Entre sus pasiones imposibles estaba, naturalmente, Marylin Monroe, pero, como comprobaría tantas veces Pérez-Reverte y como sabían Amaya Elezcano, que sería editora y luego directora principal de Alfaguara, y tantos otros de sus admiradores (y, sobre todo, admiradoras), prefería (de nuevo, en palabras de Pérez-Reverte) “entre el humo de su pipa recorrer páginas de libros donde puede vivir historias maravillosas con mujeres de bandera como esa que tiene en la cabeza: su mujer ideal. Una hembra, confiesa, con el cuerpo de Almudena Grandes y el coco de Erica Jong”.
Era un hombre afectuoso, de admirable inteligencia, que caminaba lentamente y pensaba deprisa, y se reía por dentro de la obsesión que el oficio tiene por darle demasiada importancia a detalles nimios y menos al fondo de la escritura, a la que él le prestaba tanta atención como a esa pasión que tan feliz le hacía: imaginar que la lectura era una forma de amar, la mejor quizá, la más duradera.

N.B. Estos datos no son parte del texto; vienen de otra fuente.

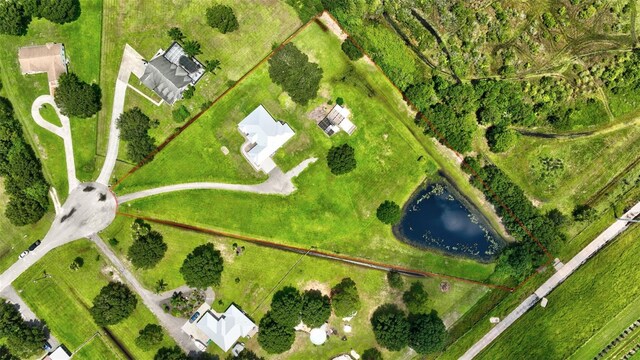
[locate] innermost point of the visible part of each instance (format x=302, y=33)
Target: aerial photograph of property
x=319, y=179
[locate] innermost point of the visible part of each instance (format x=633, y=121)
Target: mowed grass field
x=144, y=25
x=82, y=45
x=261, y=271
x=334, y=213
x=64, y=298
x=577, y=311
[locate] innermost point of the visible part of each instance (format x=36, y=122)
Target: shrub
x=149, y=337
x=76, y=98
x=341, y=159
x=316, y=308
x=221, y=17
x=389, y=212
x=427, y=333
x=180, y=114
x=286, y=307
x=114, y=303
x=390, y=327
x=344, y=298
x=274, y=337
x=416, y=298
x=291, y=69
x=351, y=49
x=202, y=267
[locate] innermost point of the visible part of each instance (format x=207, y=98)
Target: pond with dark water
x=438, y=218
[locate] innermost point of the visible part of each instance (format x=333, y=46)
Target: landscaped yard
x=578, y=310
x=334, y=213
x=259, y=271
x=64, y=297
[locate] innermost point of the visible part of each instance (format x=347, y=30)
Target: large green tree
x=344, y=298
x=290, y=68
x=427, y=333
x=60, y=11
x=114, y=303
x=221, y=17
x=286, y=306
x=316, y=308
x=274, y=337
x=14, y=20
x=202, y=267
x=390, y=327
x=76, y=98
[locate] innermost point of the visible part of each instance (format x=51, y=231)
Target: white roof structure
x=224, y=330
x=59, y=354
x=265, y=136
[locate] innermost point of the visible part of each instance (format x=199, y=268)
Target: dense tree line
x=291, y=69
x=148, y=247
x=509, y=199
x=23, y=339
x=16, y=15
x=134, y=128
x=22, y=172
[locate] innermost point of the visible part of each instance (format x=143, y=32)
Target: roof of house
x=47, y=58
x=165, y=79
x=60, y=353
x=226, y=329
x=264, y=134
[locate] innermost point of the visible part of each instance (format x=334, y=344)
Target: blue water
x=435, y=219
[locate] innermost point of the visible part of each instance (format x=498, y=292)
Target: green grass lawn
x=260, y=271
x=578, y=309
x=238, y=51
x=63, y=300
x=334, y=213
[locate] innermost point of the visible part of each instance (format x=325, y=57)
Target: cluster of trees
x=16, y=15
x=134, y=128
x=289, y=307
x=148, y=247
x=22, y=172
x=389, y=212
x=77, y=98
x=202, y=267
x=291, y=69
x=114, y=303
x=341, y=159
x=22, y=339
x=508, y=198
x=221, y=17
x=394, y=330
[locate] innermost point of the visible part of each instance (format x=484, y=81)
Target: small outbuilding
x=49, y=58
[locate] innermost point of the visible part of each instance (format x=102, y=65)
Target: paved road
x=89, y=208
x=171, y=324
x=64, y=132
x=561, y=275
x=279, y=183
x=132, y=62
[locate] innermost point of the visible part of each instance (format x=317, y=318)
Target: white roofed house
x=265, y=136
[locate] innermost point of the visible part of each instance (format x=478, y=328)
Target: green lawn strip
x=589, y=163
x=569, y=320
x=609, y=332
x=238, y=51
x=63, y=300
x=13, y=239
x=260, y=269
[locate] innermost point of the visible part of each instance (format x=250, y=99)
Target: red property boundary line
x=316, y=253
x=411, y=105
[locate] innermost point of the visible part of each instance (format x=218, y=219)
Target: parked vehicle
x=194, y=317
x=34, y=245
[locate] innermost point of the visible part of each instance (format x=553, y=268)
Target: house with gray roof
x=170, y=72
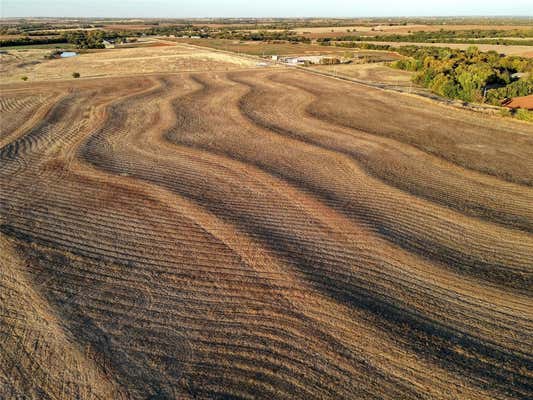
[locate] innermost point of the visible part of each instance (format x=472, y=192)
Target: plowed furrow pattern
x=256, y=235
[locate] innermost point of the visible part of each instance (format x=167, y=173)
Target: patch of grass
x=65, y=46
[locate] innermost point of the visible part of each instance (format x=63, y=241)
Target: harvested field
x=260, y=234
x=141, y=59
x=373, y=72
x=260, y=48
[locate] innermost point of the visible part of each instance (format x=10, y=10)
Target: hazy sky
x=264, y=8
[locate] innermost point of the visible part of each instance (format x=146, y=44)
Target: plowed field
x=264, y=234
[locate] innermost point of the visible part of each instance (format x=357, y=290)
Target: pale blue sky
x=264, y=8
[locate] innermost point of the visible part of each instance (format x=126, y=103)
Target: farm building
x=109, y=44
x=525, y=102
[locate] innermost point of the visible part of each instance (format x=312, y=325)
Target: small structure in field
x=525, y=102
x=109, y=44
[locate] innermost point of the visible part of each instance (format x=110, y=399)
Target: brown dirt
x=264, y=234
x=521, y=102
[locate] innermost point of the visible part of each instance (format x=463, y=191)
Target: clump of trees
x=469, y=75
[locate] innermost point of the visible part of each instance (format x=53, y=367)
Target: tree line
x=469, y=75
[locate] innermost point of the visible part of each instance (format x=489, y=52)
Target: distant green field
x=66, y=46
x=267, y=49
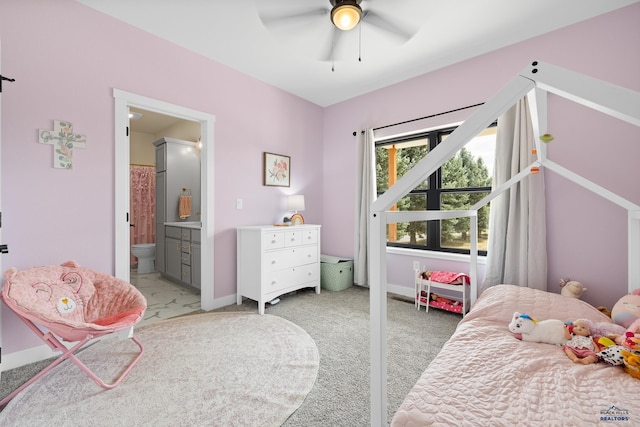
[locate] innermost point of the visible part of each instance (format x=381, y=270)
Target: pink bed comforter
x=483, y=376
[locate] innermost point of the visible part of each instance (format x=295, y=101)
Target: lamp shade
x=296, y=202
x=346, y=16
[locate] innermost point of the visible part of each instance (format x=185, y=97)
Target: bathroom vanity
x=182, y=253
x=177, y=239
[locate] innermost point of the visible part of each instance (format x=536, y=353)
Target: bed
x=484, y=376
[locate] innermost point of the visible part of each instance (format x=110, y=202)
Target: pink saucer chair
x=75, y=304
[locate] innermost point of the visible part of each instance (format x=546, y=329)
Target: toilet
x=146, y=254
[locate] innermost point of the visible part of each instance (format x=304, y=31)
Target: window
x=461, y=182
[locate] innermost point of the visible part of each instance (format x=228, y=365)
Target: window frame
x=434, y=191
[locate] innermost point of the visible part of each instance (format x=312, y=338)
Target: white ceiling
x=293, y=54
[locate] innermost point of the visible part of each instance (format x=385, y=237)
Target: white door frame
x=124, y=100
x=0, y=210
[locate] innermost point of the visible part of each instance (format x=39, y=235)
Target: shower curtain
x=142, y=205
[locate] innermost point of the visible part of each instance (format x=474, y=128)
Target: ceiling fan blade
x=375, y=19
x=270, y=19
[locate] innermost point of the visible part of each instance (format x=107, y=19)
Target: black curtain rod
x=425, y=117
x=9, y=80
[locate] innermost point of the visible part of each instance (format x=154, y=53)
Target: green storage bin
x=336, y=274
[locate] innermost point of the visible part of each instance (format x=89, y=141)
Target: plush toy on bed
x=579, y=347
x=527, y=328
x=571, y=288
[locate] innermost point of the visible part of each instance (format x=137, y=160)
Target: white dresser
x=273, y=261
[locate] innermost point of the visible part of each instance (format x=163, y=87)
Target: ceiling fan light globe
x=346, y=16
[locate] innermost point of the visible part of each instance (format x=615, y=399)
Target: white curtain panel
x=365, y=195
x=517, y=248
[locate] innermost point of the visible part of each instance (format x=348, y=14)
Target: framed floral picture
x=277, y=170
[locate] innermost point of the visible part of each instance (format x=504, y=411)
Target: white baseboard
x=400, y=290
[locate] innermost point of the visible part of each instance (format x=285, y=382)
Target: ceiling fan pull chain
x=360, y=41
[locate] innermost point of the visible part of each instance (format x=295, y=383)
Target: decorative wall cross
x=64, y=141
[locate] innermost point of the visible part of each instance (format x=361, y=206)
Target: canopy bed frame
x=535, y=81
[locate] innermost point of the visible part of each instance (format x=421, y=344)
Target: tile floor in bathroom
x=165, y=299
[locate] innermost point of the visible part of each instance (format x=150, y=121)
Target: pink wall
x=66, y=59
x=587, y=236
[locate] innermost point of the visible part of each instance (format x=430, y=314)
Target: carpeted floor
x=338, y=322
x=222, y=369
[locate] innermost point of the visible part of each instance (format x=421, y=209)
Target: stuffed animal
x=631, y=336
x=527, y=328
x=571, y=288
x=612, y=355
x=631, y=362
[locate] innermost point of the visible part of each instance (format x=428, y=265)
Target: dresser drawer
x=274, y=240
x=291, y=277
x=300, y=237
x=286, y=258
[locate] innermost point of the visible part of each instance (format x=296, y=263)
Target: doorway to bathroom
x=170, y=290
x=126, y=103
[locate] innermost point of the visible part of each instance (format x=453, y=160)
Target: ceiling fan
x=341, y=15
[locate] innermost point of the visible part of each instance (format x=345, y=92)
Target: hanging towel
x=184, y=207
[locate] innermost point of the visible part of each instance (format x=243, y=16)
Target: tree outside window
x=461, y=182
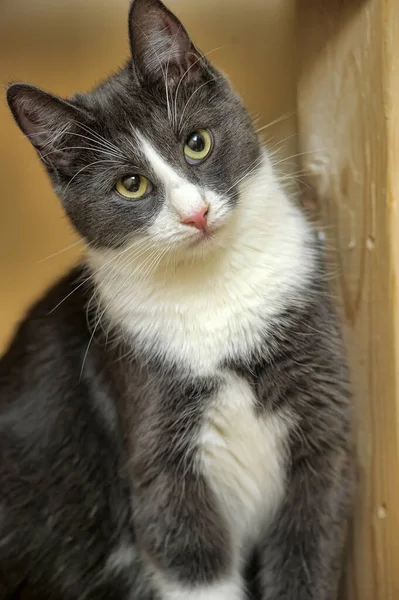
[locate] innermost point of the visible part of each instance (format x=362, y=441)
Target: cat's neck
x=202, y=311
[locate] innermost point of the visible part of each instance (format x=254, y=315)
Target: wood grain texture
x=348, y=118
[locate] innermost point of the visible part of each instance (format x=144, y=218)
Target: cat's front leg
x=186, y=539
x=302, y=554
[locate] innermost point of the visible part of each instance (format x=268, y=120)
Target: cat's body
x=174, y=416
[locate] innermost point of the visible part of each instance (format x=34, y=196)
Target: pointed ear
x=160, y=45
x=48, y=122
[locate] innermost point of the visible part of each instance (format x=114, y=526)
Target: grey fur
x=97, y=476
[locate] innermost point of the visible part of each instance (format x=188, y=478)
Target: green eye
x=197, y=146
x=133, y=186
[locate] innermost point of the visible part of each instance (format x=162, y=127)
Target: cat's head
x=156, y=152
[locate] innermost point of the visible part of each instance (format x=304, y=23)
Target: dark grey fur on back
x=104, y=487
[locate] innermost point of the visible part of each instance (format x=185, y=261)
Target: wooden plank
x=348, y=117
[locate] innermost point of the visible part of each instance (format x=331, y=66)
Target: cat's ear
x=160, y=45
x=48, y=122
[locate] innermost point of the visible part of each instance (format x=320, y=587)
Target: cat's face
x=156, y=152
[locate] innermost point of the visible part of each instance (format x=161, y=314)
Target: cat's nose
x=198, y=218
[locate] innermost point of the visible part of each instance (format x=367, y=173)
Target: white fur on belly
x=242, y=454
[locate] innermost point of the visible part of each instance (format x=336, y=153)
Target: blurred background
x=69, y=45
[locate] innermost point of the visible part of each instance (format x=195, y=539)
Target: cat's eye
x=133, y=186
x=197, y=147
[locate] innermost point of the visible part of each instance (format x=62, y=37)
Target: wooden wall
x=348, y=103
x=68, y=45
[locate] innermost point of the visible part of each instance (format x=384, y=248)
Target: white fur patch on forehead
x=182, y=197
x=169, y=177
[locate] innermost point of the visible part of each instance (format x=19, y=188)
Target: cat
x=175, y=413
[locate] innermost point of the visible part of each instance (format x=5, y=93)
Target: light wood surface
x=348, y=103
x=69, y=45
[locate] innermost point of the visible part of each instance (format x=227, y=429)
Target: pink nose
x=197, y=219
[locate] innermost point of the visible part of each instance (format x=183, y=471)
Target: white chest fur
x=242, y=454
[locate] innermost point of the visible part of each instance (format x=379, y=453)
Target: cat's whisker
x=186, y=72
x=161, y=67
x=96, y=162
x=275, y=121
x=101, y=267
x=254, y=165
x=106, y=308
x=190, y=98
x=77, y=243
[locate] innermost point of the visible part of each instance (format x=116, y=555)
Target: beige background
x=69, y=45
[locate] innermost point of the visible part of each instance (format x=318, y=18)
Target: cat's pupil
x=196, y=142
x=132, y=183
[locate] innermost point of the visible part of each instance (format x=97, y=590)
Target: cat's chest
x=242, y=455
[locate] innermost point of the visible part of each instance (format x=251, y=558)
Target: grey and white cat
x=175, y=420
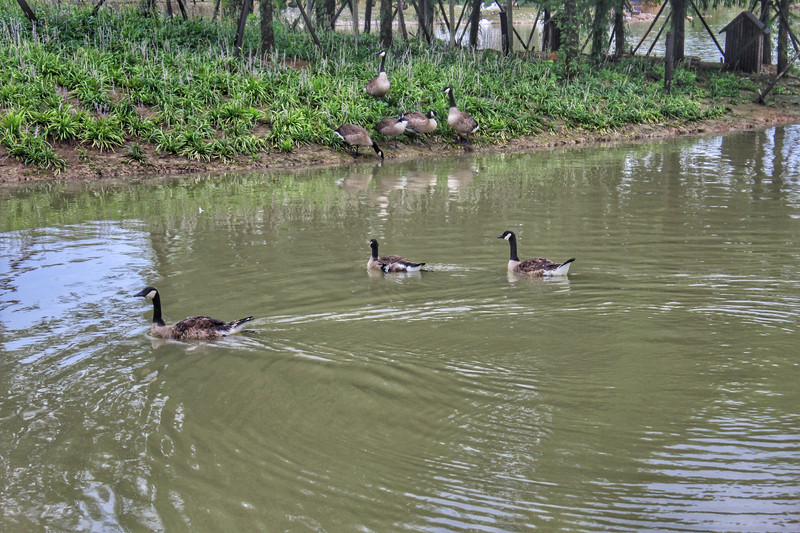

A veces este editor que también fue amigo suyo lo veía al volver de las noches. Llevaba paquetes de un lado a otro; sabía qué iba dentro de cada uno de ellos, y antes de entregarlos, si eran manuscritos, ya sabía a ciencia cierta si merecía la pena abrirlos.
Deja tres hermanas, Pilar, María y Carmen, y con un afecto de hijas o de nietas se quedan tristes todas aquellas que fueron sus amigas, dentro y fuera de la editorial que fue gran parte de su vida de lector inteligente y callado excepto cuando le pedías cuenta del libro que había leído esa noche.